Internet InfidelityIn recent years, infidelity has begun root in new ways, due to the advent and growth of the Internet and the entry of women into professions once dominated by men. Many experts are noticing that both in the workplace and on the Internet, “a new crisis of infidelity” is unfolding. The new type of infidelity involves people who do not seek out extramarital affairs, but are unintentionally moving beyond platonic friendships to romantic involvements.

Maheu and Subotnik (2001) explain that the Internet provides an escape in the form of cybersex and so-called “virtual infidelity” to millions of people who do not know how to improve their difficult or unsatisfying relationships or whose religious beliefs do not permit divorce. “They may find themselves financially, geographically or emotionally stuck. Whatever their reasons, they seem to be hungering for easy access to companionship and sex” (p. 7-8).

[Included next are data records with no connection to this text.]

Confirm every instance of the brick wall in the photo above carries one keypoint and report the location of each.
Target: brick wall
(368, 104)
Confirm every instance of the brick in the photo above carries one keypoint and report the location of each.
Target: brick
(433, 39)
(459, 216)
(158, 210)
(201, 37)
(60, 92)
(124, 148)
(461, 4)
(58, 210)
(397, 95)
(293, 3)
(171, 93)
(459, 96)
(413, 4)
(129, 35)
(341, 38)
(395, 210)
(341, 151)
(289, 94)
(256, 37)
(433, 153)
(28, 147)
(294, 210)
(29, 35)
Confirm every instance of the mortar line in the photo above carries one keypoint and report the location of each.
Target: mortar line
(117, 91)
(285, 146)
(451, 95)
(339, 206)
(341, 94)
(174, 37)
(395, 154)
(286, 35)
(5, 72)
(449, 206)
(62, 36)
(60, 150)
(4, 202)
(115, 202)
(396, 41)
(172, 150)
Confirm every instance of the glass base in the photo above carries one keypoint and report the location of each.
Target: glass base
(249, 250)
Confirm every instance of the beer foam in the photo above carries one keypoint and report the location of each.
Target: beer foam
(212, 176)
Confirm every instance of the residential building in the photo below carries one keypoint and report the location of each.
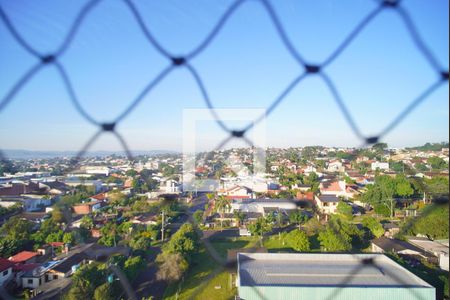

The Internet has made it fast and easy to find and connect with others, and it's the ideal medium for secretive relationships. For those who seek it, infidelity is just a few clicks away.

“Cyber-infidelity occurs when a partner in a committed relationship uses the computer or the Internet to violate promises, vows or agreements concerning his or her sexual exclusivity” (Maheu and Subotnik, 2001, p. 10).

Though cyber-infidelity is receiving more attention, Glass believes that the truly fertile ground for dangerous emotional attachments outside marriages is much more conventional: the workplace. According to Glass, the workplace has become a dangerous breeding ground for infidelity (Peterson, 2003).

Peterson (2003) explains that with employees working closely together for longer hours, close bonds form and temptations arise. Thus, infidelity in the workplace often takes place between well-intentioned people, peers who are happily married.

Glass highlights the following three key characteristics of a relationship that crosses the line from harmless platonic friendship to deeper emotional attachment and infidelty: “1) greater emotional intimacy than in the marital relationship, 2) secrecy and deception from the spouse, and 3) sexual chemistry.”

Extramarital involvements based on a deep emotional bond can be as painful for the betrayed spouse as a sexual infidelity. However, experts generally agree that affairs that include both extramarital infidelity and a meaningful emotional bond are the most disruptive.